A homeowners deductible is the amount that you are required to pay before your insurance coverage kicks in to pay for qualified losses. Unless your plan specifies otherwise, a deductible is not usually reimbursed; it’s a minimum amount you pay toward the total damages. Once you pay your deductible, you can file a claim with the insurance company to pay the rest.

For example, if you have a $ 5,000 deductible and the total damages for your home are $ 20,000, you would pay $ 500, and your insurance claim would pay the remaining $ 15,000.

Types of homeowners insurance deductibles

Insurance companies can offer different kinds of deductibles, but they most commonly present them as either a dollar-amount deductible or a percentage-based deductible.

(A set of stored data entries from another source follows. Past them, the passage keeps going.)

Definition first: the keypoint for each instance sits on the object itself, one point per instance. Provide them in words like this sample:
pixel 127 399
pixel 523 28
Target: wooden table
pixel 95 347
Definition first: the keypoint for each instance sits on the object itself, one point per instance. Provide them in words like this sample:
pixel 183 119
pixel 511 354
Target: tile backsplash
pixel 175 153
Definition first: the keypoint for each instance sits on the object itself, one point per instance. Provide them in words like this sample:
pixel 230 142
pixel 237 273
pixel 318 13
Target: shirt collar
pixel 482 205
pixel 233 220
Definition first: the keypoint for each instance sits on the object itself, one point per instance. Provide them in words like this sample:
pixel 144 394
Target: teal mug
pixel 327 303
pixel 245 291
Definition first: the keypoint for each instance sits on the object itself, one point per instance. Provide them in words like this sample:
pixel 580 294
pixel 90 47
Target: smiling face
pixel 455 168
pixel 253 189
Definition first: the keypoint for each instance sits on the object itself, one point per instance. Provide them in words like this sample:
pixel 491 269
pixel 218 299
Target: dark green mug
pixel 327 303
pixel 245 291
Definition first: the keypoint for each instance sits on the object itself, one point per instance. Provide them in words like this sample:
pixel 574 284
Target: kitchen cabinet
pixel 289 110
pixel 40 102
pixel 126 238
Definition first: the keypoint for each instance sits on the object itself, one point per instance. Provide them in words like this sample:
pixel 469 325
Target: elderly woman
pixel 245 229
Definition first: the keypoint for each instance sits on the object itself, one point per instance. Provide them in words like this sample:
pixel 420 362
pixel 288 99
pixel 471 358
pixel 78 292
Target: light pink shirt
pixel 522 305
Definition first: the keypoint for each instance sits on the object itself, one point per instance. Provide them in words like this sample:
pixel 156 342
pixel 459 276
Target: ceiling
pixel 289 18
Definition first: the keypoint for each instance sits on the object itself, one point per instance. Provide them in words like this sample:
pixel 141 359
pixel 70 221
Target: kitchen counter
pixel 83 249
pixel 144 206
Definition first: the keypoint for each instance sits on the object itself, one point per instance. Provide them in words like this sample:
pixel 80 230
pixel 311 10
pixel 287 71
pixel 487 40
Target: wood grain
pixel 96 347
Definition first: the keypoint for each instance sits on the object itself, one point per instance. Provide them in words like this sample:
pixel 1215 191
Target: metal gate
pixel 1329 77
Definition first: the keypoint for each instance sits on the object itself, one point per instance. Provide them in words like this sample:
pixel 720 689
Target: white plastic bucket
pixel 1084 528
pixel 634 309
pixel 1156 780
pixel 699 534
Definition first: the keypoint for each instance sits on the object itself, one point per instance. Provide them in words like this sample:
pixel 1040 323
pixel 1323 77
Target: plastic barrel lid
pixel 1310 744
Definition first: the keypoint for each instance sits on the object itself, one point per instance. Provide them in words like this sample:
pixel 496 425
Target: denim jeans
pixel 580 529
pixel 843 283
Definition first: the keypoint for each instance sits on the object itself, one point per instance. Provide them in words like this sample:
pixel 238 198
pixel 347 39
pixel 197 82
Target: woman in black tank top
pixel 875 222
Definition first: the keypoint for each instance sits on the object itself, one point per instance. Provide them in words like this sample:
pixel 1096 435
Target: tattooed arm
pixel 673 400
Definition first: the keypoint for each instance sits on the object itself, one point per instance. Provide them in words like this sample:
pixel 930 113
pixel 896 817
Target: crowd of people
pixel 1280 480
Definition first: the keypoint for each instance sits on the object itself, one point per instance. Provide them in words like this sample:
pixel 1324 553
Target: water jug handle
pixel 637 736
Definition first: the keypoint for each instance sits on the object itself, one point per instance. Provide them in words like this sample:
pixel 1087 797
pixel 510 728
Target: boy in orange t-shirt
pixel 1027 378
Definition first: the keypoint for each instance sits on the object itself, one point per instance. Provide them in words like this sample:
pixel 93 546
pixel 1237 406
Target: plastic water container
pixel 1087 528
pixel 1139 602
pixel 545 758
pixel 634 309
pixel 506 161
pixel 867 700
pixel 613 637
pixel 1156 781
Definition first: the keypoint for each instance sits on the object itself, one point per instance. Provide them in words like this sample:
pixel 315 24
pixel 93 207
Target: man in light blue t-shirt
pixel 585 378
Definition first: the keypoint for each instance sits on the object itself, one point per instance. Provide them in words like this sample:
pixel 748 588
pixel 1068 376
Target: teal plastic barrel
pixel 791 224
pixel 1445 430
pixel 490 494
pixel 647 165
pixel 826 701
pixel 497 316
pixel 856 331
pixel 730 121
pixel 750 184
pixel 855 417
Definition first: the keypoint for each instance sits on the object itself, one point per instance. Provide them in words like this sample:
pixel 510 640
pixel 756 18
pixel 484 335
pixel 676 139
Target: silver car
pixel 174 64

A dollar-amount deductible is the most common because it provides one set figure that you will have to pay.

A percentage-based deductible requires you to pay a percentage of the total damages. For example, if you have a 10% deductible and the total losses are $ 10,000, you will have to pay $ 1,000 before your insurance company will help with the rest.

There may be times when a percentage-based deductible is best. Depending on the total cost of the damage, it’s possible that a percentage of the damages is cheaper than the total cost of the project. If the total damages are $ 5,000 and you have a 2% deductible, you would only have to pay $ 100 instead of the average $ 500 or $ 1,000 flat-rate deductibles.

What are disaster deductibles?

Not every type of disaster is covered by your homeowners insurance policy. The disaster deductible does not include what is normally covered under your insurance; it is a separate form of coverage that is designed to cover what your insurance does not.

Disaster loss applies to damages that occur within an area that has been formally declared as a federal disaster area by the president. This is often the result of natural disasters such as hurricanes, wildfires and floods.

These deductibles are similar to casualty loss in that they are also tax-deductible. However, disaster deductibles offer more options for filing and claiming your tax refund.

Disaster deductibles also apply to commercial property owners and renters.

How to choose which deductible is right for you

While it may not seem like a big deal when you are purchasing your insurance, the kind of deductible you choose can make an enormous difference in how much you have to pay in an emergency. If you aren’t careful, your insurance deductible can end up costing you more than your losses.

The kind of home you own will determine how much coverage you need. More expensive homes or people with more expensive items will need more coverage to fully replace or repair damages.

It’s also important to inventory your belongings and calculate the estimated value. You can use this figure when creating your homeowners insurance policy to ensure you purchase enough coverage for your things.

Once you determine how much coverage you need, you can determine what kind of deductible is most appropriate for you.

How deductibles affect your premium

When you buy an insurance plan, there are different deductibles that are offered with each plan. The lower your deductible, the higher your monthly premium will be. Standard deductibles are generally between $ 500 and $ 2000.

If you have filed claims in the past, this can also affect the cost of your coverage and what options you are given for your deductible. Even if an accident was not your fault, insurance companies will use your insurance claim history to assess whether you are a high-risk candidate for homeowners insurance. You might have to choose a higher deductible to afford coverage.

For some homeowners, insurance is only an option if it comes with a low monthly premium. Tight finances and a strict monthly budget can reduce your options and make affordability your top priority for coverage.

Either way, it’s crucial that you choose a deductible that you will be able to afford. If a fire sweeps through your home and leaves you without a thing in the world, the last thing you want to worry about is paying a $ 5,000 deductible.

Disasters aren’t common, but they do happen. That’s why it’s important to make sure you and your home are protected with the best homeowners insurance coverage for your home.